За те три года, пока российское правительство определялось со своей политикой на Кавказе, Чеченская республика одичала просто пугающе. Выражалось это в том, что она словно бы не существовала ни для МВД, ни для Минюста, да и для многих других полезных российских структур. Словно это была не Россия, а ее десятипроцентный раствор в какой-то до того гадкой жидкости, что не хотелось к ней и прикасаться. Соответственно, все проблемы, от расследования преступлений до изоляции уголовников, которые в остальной России худо-бедно решались сотрудниками этих ведомств, здесь были пущены на самотек. Одно только Министерство финансов не отчаивалось вернуть дикую республику к цивилизации. С этой целью оно посылало туда все причитающееся финансирование — впрочем, не то чтобы регулярно, а ровным счетом так же, как и в остальные места. Тот факт, что это финансирование каждый раз мгновенно разворовывалось, не останавливал сердобольное министерство.

Да, министерство не обижалось, но российские граждане стали посматривать на одичавшую республику косо. Впрочем, будем справедливы — большую часть граждан судьба республики не волновала, потому что они были слишком озабочены своей собственной. Это, конечно, попахивает эгоизмом, но если вспомнить, что речь идет про 1991, 1992 и 1993 годы, то осудить российских граждан просто язык не повернется. Да, конечно, каждый из них при слове «Чечня» вспоминал о чем-то тягостном и неприятном, но только ближайшие соседи республики основательно разбирались в ее проблемах. Опять-таки будем справедливы — происходило это не от усиленного гражданского самосознания, а от ощущения, будто они живут бок о бок с огромной и страшной тюрьмой, которую почему-то забыли запереть.

У бывших советских военнослужащих был еще свой собственный повод недолюбливать дикую республику. Крепко им засело в голову то, как три года назад их сослуживцы уходили из Чечни. Уходили, следуя странному приказу оставить на ее территории все боеприпасы, все оружие и всю материально-техническую часть. Как забыть, что такого не было даже в Казахстане и Эстонии? Ну ладно, космодромы и военные городки на грузовиках не увезешь. Но оттуда угнали хотя бы сами грузовики! Из Чечни офицеры не смогли вывезти не то что грузовики, но даже свои документы. Что касается оружия, у них отбирали даже именное. Что касается боеприпасов, нельзя было даже отсыпать патронов в карман. Все это осталось там, щедро разложенное под привольным чеченским небом.

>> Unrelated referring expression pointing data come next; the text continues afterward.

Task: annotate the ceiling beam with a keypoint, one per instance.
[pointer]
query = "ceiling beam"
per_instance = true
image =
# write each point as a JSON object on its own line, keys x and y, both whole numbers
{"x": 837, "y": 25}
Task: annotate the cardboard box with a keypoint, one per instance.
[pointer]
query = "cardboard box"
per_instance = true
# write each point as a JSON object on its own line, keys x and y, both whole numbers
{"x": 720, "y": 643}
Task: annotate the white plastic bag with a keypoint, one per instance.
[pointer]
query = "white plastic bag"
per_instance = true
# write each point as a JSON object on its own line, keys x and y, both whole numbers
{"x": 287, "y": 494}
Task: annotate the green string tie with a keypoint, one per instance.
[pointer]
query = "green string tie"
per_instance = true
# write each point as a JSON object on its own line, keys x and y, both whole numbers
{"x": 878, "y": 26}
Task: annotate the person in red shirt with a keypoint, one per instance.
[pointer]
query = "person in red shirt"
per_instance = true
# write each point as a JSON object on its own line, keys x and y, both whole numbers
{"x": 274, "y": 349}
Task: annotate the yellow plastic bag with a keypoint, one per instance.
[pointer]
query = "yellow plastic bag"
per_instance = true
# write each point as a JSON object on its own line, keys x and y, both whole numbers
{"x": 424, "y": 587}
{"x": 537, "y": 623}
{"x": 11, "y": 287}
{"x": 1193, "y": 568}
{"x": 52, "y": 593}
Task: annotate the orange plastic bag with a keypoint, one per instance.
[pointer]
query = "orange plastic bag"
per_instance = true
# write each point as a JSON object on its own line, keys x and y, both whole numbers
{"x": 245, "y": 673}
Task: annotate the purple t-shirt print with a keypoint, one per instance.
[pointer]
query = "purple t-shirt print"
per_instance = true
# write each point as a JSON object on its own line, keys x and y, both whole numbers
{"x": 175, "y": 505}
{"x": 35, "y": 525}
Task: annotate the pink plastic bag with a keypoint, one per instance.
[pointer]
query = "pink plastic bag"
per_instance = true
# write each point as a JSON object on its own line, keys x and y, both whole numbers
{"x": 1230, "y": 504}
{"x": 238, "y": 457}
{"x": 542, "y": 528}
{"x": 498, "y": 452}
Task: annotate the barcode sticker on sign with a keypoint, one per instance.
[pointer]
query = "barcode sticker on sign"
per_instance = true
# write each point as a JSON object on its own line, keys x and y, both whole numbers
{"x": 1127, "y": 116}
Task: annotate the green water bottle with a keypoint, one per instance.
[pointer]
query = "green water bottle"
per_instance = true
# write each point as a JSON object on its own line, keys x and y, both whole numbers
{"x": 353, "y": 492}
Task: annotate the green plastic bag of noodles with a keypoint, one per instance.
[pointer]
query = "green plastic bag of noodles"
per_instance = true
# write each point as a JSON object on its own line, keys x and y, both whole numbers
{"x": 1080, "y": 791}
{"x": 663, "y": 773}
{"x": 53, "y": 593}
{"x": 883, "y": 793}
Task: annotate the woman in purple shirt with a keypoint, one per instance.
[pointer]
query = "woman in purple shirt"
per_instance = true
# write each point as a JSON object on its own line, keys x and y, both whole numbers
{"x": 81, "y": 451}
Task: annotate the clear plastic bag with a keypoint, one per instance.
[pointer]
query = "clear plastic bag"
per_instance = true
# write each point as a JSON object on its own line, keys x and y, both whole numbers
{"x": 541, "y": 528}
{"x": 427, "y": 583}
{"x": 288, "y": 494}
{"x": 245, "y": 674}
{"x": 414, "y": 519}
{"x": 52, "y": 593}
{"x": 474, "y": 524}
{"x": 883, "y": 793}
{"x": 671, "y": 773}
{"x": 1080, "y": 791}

Да что грузовики! То было три года назад. А вот что было совсем недавно, на позапрошлой неделе. Именно тогда выяснилось, что Дудаев, отбиваясь от своей оппозиции, почему-то набрал в плен 70 российских офицеров из подмосковных войск. И наивная мировая пресса стала наседать на российское правительство, требуя объяснений: как же эти офицеры очутились у Дудаева, если воевал он вовсе не с ними, а с неподконтрольным ему населением Чеченской республики? Но только не на тех напали! Где мировая пресса села, там и слезла. Российское правительство не только ничего ей не объяснило — оно даже между собой не договорилось, все ли офицеры у него на месте. Чуть ли не в один и тот же день один и тот же министр сначала заявил, что для вызволения пленных делается все возможное, а потом совершенно невинно поинтересовался — а что, эти офицеры и в самом деле пропали с мест своей службы?.. Дудаев потребовал, чтобы российское правительство признало своих офицеров, а заодно и тот факт, что оно (правительство) — империалистическое и двуличное. Российское правительство возмутилось, но бестолковиться не перестало. Дудаев поразмыслил и стал сбывать бесхозных офицеров российским и зарубежным миротворцам. Те брали с удовольствием и везли добычу в Москву, до небес превознося дудаевскую щедрость. Демократический ореол вокруг шустрого Дудаева рос и богател в спектре. Демократический рейтинг миротворцев тоже обрастал приятным жирком. Российское правительство усиленно делало вид, что оно выше всего этого идиотизма. Григорий Фомич Дохлин учился краснеть перед своими офицерами.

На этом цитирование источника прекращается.